Stages of the IB risk assessment process

Risk Processing Stage

At this stage, it is important to:

Create Risk Plan

Based on the results of the risk assessment (if necessary, with the help of experts), the owner decides on the choice of a risk management strategy: Reduce the risk of IB to acceptable values by introducing new or changing existing protective measures; Take the risk of IB without introducing any additional protective measures; Avoid the risk of IB by abandoning any business activity or conditions that give rise to the risk of IB if the risk of IB is too high, or the cost of reducing it exceeds the benefits of this business activity or conditions; Share IB risk with any external party that is able to most effectively manage IB risk.

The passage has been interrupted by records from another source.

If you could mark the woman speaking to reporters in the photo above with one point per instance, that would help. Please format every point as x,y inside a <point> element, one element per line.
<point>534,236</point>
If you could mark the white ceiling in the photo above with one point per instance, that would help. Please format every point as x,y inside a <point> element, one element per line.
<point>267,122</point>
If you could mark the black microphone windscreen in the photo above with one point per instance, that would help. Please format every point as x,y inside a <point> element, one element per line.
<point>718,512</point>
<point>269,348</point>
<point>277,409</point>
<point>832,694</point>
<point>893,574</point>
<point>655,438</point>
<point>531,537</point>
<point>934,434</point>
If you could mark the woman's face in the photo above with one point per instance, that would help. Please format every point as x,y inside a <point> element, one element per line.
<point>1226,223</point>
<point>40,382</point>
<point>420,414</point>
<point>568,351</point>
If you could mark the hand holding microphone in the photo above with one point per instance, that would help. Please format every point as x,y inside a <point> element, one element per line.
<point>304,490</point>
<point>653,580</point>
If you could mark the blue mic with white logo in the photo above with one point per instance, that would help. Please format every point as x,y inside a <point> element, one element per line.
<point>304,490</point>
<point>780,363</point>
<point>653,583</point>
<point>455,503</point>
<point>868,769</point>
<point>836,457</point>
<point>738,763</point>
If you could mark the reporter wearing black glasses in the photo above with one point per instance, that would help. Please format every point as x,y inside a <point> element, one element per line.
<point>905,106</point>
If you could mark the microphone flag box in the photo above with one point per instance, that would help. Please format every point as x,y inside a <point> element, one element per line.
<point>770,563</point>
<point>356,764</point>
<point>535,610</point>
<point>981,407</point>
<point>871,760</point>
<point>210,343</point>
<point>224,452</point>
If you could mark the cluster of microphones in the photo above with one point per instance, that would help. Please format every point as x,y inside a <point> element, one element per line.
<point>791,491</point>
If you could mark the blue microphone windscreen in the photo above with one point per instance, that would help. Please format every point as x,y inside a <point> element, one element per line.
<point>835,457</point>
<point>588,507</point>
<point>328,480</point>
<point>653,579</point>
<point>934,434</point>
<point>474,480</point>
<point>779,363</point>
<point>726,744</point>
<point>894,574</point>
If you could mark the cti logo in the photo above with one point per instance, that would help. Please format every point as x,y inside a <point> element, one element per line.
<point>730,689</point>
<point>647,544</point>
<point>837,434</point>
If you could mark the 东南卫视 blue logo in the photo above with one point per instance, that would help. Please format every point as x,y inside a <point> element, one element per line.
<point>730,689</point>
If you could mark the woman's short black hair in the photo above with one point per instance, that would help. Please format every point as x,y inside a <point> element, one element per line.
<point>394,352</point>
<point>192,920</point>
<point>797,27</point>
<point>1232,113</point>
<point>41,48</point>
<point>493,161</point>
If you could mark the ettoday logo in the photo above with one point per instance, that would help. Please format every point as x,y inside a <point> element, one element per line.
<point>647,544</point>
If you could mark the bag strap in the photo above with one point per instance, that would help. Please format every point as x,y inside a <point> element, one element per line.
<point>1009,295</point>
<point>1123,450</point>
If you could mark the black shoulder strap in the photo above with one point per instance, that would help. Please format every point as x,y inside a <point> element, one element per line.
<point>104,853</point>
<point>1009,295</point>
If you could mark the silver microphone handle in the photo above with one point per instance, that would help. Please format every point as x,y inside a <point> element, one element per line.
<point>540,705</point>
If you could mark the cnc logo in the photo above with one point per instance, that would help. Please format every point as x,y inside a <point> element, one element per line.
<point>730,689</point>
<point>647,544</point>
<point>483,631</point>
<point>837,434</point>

Quite often, the decision is made on the basis of primarily formed ideas or even high-level plans for the assumption of economic feasibility. But the best option will be a full-fledged economic justification for the chosen strategy. It identifies the resources necessary for the implementation and operation of measures aimed at achieving the chosen strategy, "notes Anton Mertsalov.

Generate Threat Model

Any company can form its own, tailored to the specifics of doing business, threat model. Sources of threats are often taken as typical. In Russia, the division of sources of threats into natural (fire, epidemic, etc.), anthropogenic (threats from internal employees or external people, including intruders) and man-made is quite widespread.

To build an IS threat model, you need:

Identify the sources of threats that apply to your company; Identify critical assets; Define a list of threats for each asset; Identify how threats are implemented Identify the consequences of possible threats.

To facilitate the task, you can take advantage of best practices (Grundschutz, for example) and be sure to take into account that threat models are compiled on the basis of constantly changing data and therefore should be regularly revised, updated.

Classification of IB threat sources

Monitoring phase

Here you need to:

Regularly monitor the relevance of the risk management context and the risks themselves, including those accepted.

{{quote 'Often in companies, accepted risks fall out of monitoring. They recall them, unfortunately, already as part of the incidents, "says Anton Mertsalov. - If the reduction plan is worked out and the risk is accepted, most often the probability of realization of this risk still remains above zero, and, therefore, it is necessary to have a budget for realization of this risk. Lack of a budget for reactive actions is a frequent business error. }}

Document all actions

It is important to record all information received or decisions made in the relevant document: risk register or risk passport. This will make it possible to notice flaws and inconsistencies, and, therefore, avoid untimely identification of risks, loss of reputation and finance, violation of legislation or contractual obligations.